HealthDay, a good source of health news,
reported last week the news that Drug-Coated
Stents Show Shortfalls. And I talked about the problem of late
stent thrombosis in my previous entry below. This was all prompted
by an Italian
study published in the May 4 issue of JAMA which reported that
in the "real world", stent thrombosis (fatal in 45% of
the cases studied) occurred twice as often as in clinical trials.

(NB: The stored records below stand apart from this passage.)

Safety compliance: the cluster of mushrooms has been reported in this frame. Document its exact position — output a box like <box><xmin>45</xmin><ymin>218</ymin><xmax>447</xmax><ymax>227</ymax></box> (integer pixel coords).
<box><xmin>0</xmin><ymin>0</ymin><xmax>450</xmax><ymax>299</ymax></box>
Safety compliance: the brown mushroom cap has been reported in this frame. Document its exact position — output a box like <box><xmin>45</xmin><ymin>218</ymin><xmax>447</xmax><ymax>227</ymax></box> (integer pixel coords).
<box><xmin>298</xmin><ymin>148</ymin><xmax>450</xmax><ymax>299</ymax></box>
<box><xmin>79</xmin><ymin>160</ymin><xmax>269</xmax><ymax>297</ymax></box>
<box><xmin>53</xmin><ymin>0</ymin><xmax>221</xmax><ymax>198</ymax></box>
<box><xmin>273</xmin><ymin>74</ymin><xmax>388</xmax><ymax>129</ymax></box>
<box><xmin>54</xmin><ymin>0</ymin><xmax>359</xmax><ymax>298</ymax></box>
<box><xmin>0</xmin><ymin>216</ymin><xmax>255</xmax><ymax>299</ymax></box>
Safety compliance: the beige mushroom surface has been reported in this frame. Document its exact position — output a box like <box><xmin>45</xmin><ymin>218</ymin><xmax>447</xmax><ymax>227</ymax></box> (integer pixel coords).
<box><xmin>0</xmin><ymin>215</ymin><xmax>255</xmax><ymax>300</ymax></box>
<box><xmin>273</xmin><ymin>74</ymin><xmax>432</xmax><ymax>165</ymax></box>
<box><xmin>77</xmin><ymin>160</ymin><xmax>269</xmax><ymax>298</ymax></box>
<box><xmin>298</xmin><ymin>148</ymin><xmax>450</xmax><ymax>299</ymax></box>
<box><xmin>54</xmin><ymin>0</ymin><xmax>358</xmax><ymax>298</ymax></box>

Was this true? Was there in fact a shortfall to this "revolutionary
new stent technology"?
The study has some pretty strong cred. One of the
authors was Dr. Antonio Colombo, a pioneer in the use of stenting
and, as Dr. Paul Yock points out in this video
clip, one of the first cardiologists to show (via intravascular
ultrasound) that the chief cause for the high rate of stent thrombosis
in the early days of stenting was the gross underexpansion of the
stent. That is, by not expanding the stent fully, a gap was created
between the stent and the arterial wall, a perfect place for blood
cells to collect...and thrombose (clot). So Dr. Colombo knows from
whence he speaks.
And while underexpansion of stents was still one
of the cautions in this most recent report, the most likely chief
cause of this doubled rate was the "premature withdrawal" of
antiplatelet drug therapy -- specifically clopidogrel (Plavix) or
ticlopidine (Ticlid), along with aspirin. These drugs work together
to make the blood "slippery" and keep it from clotting.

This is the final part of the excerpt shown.